Engagement
Je suis née voyageuse. C’est le don qui m’a été fait. Humaniste de religion, je m’identifiais durant 15 ans aux souffrances et injustices de mon humanité blessée.
Enfant unique jusqu’à l’âge de 9 ans, je vécus dans un monde imaginaire où l’image avait une place centrale. Mon identité déchirée, entre deux parents divorcés aux antipodes culturels, ne pouvait se construire. Je partis donc à la conquête du monde et de moi-même dès mes 20 ans. Mon initiation au voyage, ce fit en Amérique centrale durant un an, nourrissant pour cette partie du monde un attachement qui ne m’a jamais quitté. De retour, je découvris la photographie en 1983 à Arles avec Eikoh Hosoe et Guy Le Querrec. Je trouvais le médium parfait qui me permettait d’associer le voyage, le récit, son émotion directe et ma quête de vérité : « L’émotion est une chute brusque de la conscience dans le monde magique », disait Sartre. Cette même année, je partis pour Princeton en tant qu’assistante. L’année suivante, admise à ICP à NY, fondée par Cornell CAPA, j’y construisis mes premiers sujets.
Je plongeais alors avec un Nikon F, dans l’histoire des autres avec une aisance insolente, faisant de leur vie ma cause. Je n’avais peur de rien et en fis un métier. Le photojournalisme devint une passion qui m’entraîna aux premières loges de l’Histoire. J’en témoignais avec foi m’attaquant alors à des sujets périlleux et tabous : L’inceste, les abus sexuels, la peine de mort, l’esclavage. Cette humanité humiliée souffrait plus que tout autre. Je n’y changeais rien sinon ma propre conscience.

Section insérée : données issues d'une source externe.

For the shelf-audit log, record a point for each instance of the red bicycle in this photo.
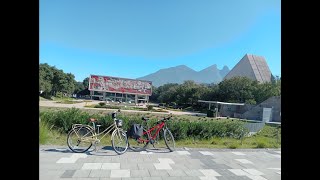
(153, 136)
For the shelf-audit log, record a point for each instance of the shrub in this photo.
(43, 132)
(233, 145)
(180, 128)
(149, 107)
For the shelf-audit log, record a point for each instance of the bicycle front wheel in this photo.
(80, 139)
(119, 141)
(169, 140)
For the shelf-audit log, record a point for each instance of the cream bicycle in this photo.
(82, 137)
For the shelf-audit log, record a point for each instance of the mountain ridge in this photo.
(179, 74)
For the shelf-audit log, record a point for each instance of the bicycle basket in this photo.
(119, 122)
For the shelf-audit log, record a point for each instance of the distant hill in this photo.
(181, 73)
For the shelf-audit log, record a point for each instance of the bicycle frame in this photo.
(92, 129)
(158, 127)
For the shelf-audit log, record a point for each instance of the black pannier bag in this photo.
(136, 131)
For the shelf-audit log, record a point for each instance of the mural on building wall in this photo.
(119, 85)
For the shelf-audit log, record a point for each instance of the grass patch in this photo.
(189, 131)
(67, 101)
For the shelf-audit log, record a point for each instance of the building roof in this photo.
(251, 66)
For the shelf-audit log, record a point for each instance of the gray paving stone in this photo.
(224, 172)
(272, 177)
(158, 173)
(177, 173)
(173, 178)
(193, 172)
(81, 173)
(144, 166)
(179, 166)
(233, 178)
(100, 173)
(139, 173)
(131, 166)
(134, 160)
(152, 178)
(120, 173)
(68, 174)
(76, 166)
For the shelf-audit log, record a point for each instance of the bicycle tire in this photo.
(139, 144)
(72, 136)
(169, 140)
(121, 136)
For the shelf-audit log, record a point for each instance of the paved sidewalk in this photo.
(82, 106)
(199, 164)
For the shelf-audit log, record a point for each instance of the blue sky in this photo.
(133, 38)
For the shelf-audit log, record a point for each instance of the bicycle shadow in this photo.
(92, 151)
(158, 150)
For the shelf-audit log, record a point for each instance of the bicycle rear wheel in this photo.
(139, 144)
(80, 139)
(169, 140)
(119, 141)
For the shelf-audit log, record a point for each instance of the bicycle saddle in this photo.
(92, 119)
(145, 119)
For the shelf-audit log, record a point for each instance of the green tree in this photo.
(45, 79)
(85, 83)
(237, 89)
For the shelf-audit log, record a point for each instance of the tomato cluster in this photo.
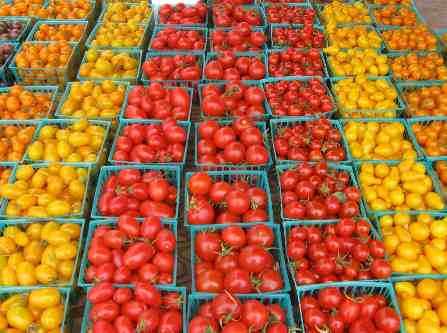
(344, 251)
(340, 312)
(228, 15)
(299, 37)
(235, 99)
(227, 313)
(240, 39)
(240, 142)
(284, 13)
(177, 67)
(151, 143)
(309, 141)
(298, 98)
(223, 202)
(138, 193)
(131, 251)
(294, 62)
(175, 39)
(237, 260)
(317, 192)
(157, 102)
(182, 14)
(142, 308)
(227, 66)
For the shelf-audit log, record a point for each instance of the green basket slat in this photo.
(429, 172)
(135, 53)
(99, 24)
(86, 323)
(261, 125)
(375, 288)
(27, 24)
(418, 147)
(374, 234)
(277, 247)
(53, 90)
(210, 41)
(323, 61)
(290, 26)
(381, 29)
(302, 79)
(165, 25)
(254, 178)
(171, 172)
(168, 86)
(66, 94)
(291, 121)
(280, 168)
(403, 86)
(157, 29)
(397, 111)
(24, 222)
(47, 76)
(368, 27)
(113, 222)
(83, 210)
(63, 123)
(407, 135)
(392, 55)
(372, 10)
(186, 125)
(305, 5)
(195, 300)
(5, 75)
(410, 276)
(221, 84)
(212, 55)
(255, 7)
(31, 36)
(24, 123)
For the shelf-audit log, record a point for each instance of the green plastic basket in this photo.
(196, 300)
(356, 288)
(27, 23)
(277, 124)
(22, 223)
(113, 223)
(429, 172)
(302, 79)
(83, 211)
(407, 136)
(46, 76)
(63, 123)
(157, 29)
(92, 37)
(86, 322)
(396, 111)
(221, 85)
(280, 168)
(134, 53)
(171, 172)
(403, 87)
(322, 58)
(274, 45)
(52, 90)
(213, 55)
(261, 125)
(277, 251)
(186, 125)
(254, 178)
(66, 95)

Il y eut aussi la guerre : L’Ex-yougoslavie, son horreur comme le viol ; crime de guerre, la Palestine, Bucarest 89, les massacres visibles et moins visibles, la frontière Rwanda – Zaïre en juillet 94. J’étais de plus en plus hantés par ces récits qui résonnent encore, refoulés mais pas évacués. Je me posais alors la question de la mise en danger et du sens de l’image par rapport à la manipulation médiatique. J’avais perdu ma foi aveugle.
Ainsi, poussée par la dureté de mes collègues et la saturation émotionnelle, je quittais enfin l’agence en 1995 pour une mise en distance avec le factuel. Puis je quittais définitivement la presse en 2000 et pris le temps de cicatriser. Tout cela fit de moi, l’artiste que je suis .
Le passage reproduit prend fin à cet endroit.